Lev Bely, 24.12.2012 22:05
Some lepidoptera species get nutrition in a very intricate manner, they fish tears out of the sleeping birds' eyes using harpoon-like proboscis with special barbs at its tip. Back in 2006 scientists discovered those moths feeding on birds in Madagascar.
Roland Hilgartner from the German Primate Centre in Göttingen, Germany, and Mamisolo Raoilison from the University of Antananarivo in Madagascar were the first who spotted this curious sight in the island state's Kirindy forest.
Tear-lover moths and butterflies can be as well met in Africa, Asia and South America, where they usually land on large, peaceful animals such as deers, antelopes or crocodiles, which don't knock them off right away. No such big animals in Madagascar where the main mammals are agile lemurs and mongooses, which immediately fling moths off, and birds just fly away after being disturbed.
Not while they're sleeping though. Madagascan moths were spotted sitting on the necks of sleeping magpie robins and Newtonia birds, from where moth could reach the bird's eye. The moth plunged proboscis under the bird's eyelid and sucked out the tear fluid.
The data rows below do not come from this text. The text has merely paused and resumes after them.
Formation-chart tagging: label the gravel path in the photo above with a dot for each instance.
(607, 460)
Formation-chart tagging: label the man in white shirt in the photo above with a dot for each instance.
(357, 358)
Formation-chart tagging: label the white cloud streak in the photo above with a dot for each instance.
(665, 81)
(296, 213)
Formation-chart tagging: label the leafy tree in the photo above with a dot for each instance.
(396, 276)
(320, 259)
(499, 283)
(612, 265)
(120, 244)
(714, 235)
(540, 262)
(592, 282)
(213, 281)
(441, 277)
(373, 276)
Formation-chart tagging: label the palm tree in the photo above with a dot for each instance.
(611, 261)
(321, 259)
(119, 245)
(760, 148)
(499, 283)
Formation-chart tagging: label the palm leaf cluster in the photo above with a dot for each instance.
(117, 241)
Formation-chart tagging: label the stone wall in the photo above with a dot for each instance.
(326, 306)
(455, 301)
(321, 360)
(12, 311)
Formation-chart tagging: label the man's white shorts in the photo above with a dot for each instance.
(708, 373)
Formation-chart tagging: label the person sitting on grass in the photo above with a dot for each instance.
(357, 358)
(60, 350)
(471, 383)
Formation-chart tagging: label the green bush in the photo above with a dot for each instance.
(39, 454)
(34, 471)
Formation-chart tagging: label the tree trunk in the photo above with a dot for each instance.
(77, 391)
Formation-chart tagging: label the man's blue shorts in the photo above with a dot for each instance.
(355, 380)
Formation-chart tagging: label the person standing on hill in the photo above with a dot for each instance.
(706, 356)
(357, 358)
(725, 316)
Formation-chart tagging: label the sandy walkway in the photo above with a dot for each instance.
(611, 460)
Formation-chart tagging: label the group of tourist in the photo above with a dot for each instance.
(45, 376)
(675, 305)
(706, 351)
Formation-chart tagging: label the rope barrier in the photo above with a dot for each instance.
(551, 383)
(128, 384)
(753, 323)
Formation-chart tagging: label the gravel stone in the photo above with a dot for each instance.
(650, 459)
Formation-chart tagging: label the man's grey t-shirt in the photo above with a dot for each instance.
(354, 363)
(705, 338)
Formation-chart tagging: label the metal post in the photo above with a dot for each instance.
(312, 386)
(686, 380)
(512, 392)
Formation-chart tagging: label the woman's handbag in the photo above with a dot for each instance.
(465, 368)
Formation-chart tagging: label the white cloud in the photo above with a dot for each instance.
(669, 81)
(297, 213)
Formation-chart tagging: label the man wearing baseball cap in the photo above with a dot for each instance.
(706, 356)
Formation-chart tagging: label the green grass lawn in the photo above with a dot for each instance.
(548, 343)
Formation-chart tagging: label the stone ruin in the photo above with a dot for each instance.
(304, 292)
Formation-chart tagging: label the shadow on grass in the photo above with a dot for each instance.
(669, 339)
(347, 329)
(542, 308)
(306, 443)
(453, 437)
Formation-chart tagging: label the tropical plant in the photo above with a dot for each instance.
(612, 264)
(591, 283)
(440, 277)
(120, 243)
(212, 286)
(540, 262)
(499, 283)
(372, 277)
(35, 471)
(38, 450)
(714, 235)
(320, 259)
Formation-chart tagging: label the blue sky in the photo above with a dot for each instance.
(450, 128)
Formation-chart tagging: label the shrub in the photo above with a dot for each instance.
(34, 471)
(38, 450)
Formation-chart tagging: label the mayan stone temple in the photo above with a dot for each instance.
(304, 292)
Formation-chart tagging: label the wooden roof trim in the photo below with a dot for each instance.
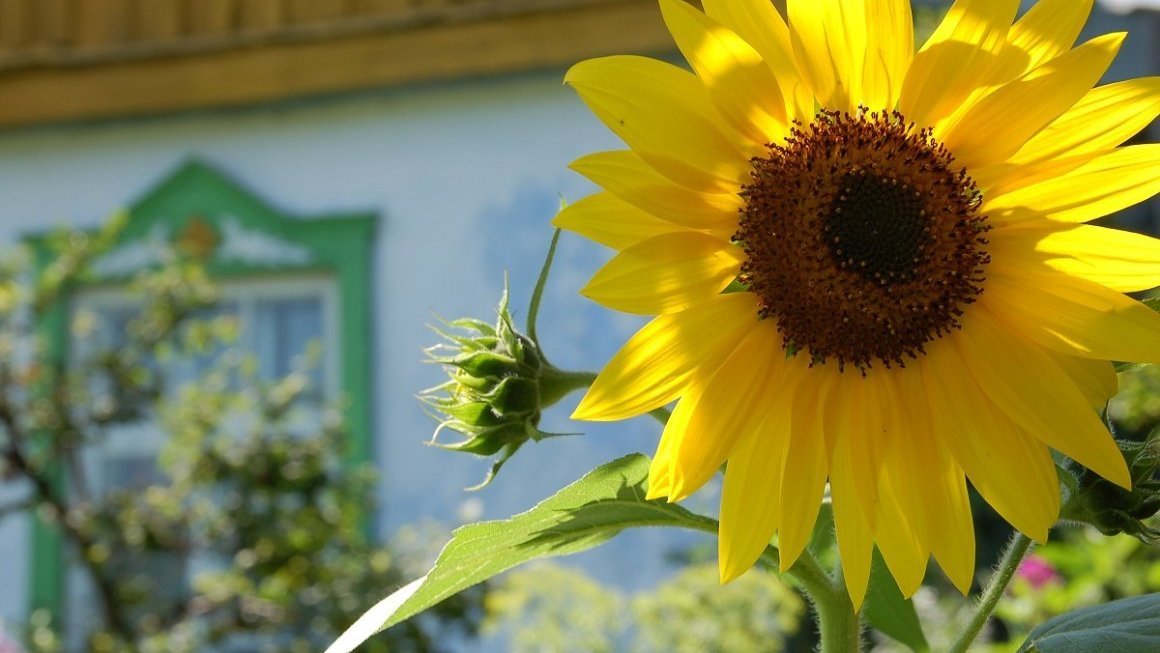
(159, 44)
(280, 71)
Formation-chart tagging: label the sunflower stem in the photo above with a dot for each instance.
(538, 292)
(1016, 549)
(838, 622)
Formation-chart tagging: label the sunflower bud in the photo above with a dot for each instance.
(498, 385)
(1113, 509)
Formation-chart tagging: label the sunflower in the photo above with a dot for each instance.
(870, 267)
Interesting that the thing happened in the wet season when the soils lacked sodium, what might have been the reason of such moth behaviour, supposed the scientists.
However this food is not easy to get. Sleeping birds hold their eyelids tightly closed, so the moths' proboscis compared to the one of others drinking tears of large animals is not smooth as a straw but equipped with hooks and “shaped like an ancient harpoon”, Hilgartner says.
Herewith the proboscis is fixed well and doesn't seem to disturb the sleeping bird. There are questions yet to be answered like if moths anaesthetize the eye to reduce the irritation, and if they're all males as well as the other tear-lover moths from elsewhere, for which tears constitute the main share of their nutrition.